抗逆转录病毒治疗(ART)在降低与艾滋病毒/艾滋病相关的发病率和死亡率方面已取得成效。然而,ART的使用引发了不良反应,主要是由于药物的毒性以及与其他药物的相互作用。这些患者中药物不良反应(ADR)的发生时间是抗逆转录病毒(ARV)治疗依从性和持续性的一个关键公共卫生问题。对接受ART的艾滋病毒患者进行可靠监测需通过结构化的药物警戒监测系统。然而,这些数据的重复性给分析带来了挑战。本研究旨在使用相关事件发生时间模型对接受ART的艾滋病毒患者ADR事件的发生时间进行建模。
数据涉及2007年2月至2011年7月期间在开始ART的6个月内登记到Medunsa国家ARV药物警戒监测系统的590名艾滋病毒患者。从数据中提取ADR的复发时间以及基线特征:患者性别、年龄、ART方案、诊所和开始治疗时间。将复发的ADR事件数据作为协变量,使用共享脆弱性模型和边际模型对患者的五个特征进行建模。
590名患者中,67%为女性,68%开始使用司他夫定、拉米夫定和依非韦伦方案;37%至少经历过一次ADR,67%在2009 - 2011年开始接受ART。年龄(p值 = 0.0210)、诊所(p值 < 0.0001)和ART开始时间(p值 = 0.0002)与首次ADR的发生时间显著相关。
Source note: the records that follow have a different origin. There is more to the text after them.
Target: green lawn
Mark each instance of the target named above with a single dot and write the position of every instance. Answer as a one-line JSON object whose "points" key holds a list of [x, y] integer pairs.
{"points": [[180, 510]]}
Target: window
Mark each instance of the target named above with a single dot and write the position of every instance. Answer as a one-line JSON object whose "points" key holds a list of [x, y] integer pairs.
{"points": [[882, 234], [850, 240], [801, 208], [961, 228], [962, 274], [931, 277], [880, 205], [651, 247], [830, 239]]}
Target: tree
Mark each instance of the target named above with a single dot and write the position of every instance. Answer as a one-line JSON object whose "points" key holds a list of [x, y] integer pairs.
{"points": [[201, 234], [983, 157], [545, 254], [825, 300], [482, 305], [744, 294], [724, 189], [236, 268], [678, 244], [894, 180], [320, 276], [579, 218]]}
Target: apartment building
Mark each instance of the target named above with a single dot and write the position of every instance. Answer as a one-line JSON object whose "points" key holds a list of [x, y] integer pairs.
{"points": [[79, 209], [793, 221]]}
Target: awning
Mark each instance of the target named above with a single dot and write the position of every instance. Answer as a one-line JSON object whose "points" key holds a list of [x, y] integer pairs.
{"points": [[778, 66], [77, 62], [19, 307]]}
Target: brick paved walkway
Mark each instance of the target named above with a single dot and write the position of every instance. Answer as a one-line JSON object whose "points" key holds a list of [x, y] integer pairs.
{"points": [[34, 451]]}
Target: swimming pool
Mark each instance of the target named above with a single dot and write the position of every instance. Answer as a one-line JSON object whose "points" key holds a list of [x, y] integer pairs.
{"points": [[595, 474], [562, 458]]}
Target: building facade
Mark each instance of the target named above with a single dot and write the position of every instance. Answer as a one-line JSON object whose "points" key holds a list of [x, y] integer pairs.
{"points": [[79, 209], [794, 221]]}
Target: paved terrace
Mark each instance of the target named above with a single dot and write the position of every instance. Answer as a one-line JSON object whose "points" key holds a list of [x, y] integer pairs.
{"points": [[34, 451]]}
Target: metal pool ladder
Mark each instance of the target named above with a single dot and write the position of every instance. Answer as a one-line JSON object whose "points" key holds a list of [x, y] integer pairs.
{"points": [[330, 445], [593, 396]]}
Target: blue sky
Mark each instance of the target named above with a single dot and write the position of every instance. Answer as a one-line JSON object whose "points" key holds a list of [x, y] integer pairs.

38 - 44岁患者的ADR复发率显著高于30岁及以下患者[风险比(HR)= 2.45;95%置信区间(CI)=(1.47;4.10)],使用齐多夫定、拉米夫定和奈韦拉平方案的患者与使用司他夫定、拉米夫定和依非韦伦方案的患者相比[HR = 2.09;95% CI =(1.35;3.22)],而2009 - 2011年开始接受ART的患者的复发率低于2007 - 2008年开始接受治疗的患者[HR = 0.55;95% CI =(0.40;0.76)]。
已使用更现实的针对复发事件数据的事件发生时间模型来分析接受ARV治疗的艾滋病毒患者ADR事件的发生时间。无论使用何种分析模型,年龄、抗逆转录病毒方案类型和ART开始时间均与艾滋病毒/艾滋病药物相关不良反应的发生时间有关。本研究在普遍扩大ARV治疗背景下解决接受ARV治疗的艾滋病毒患者额外发病率方面具有公共卫生政策意义。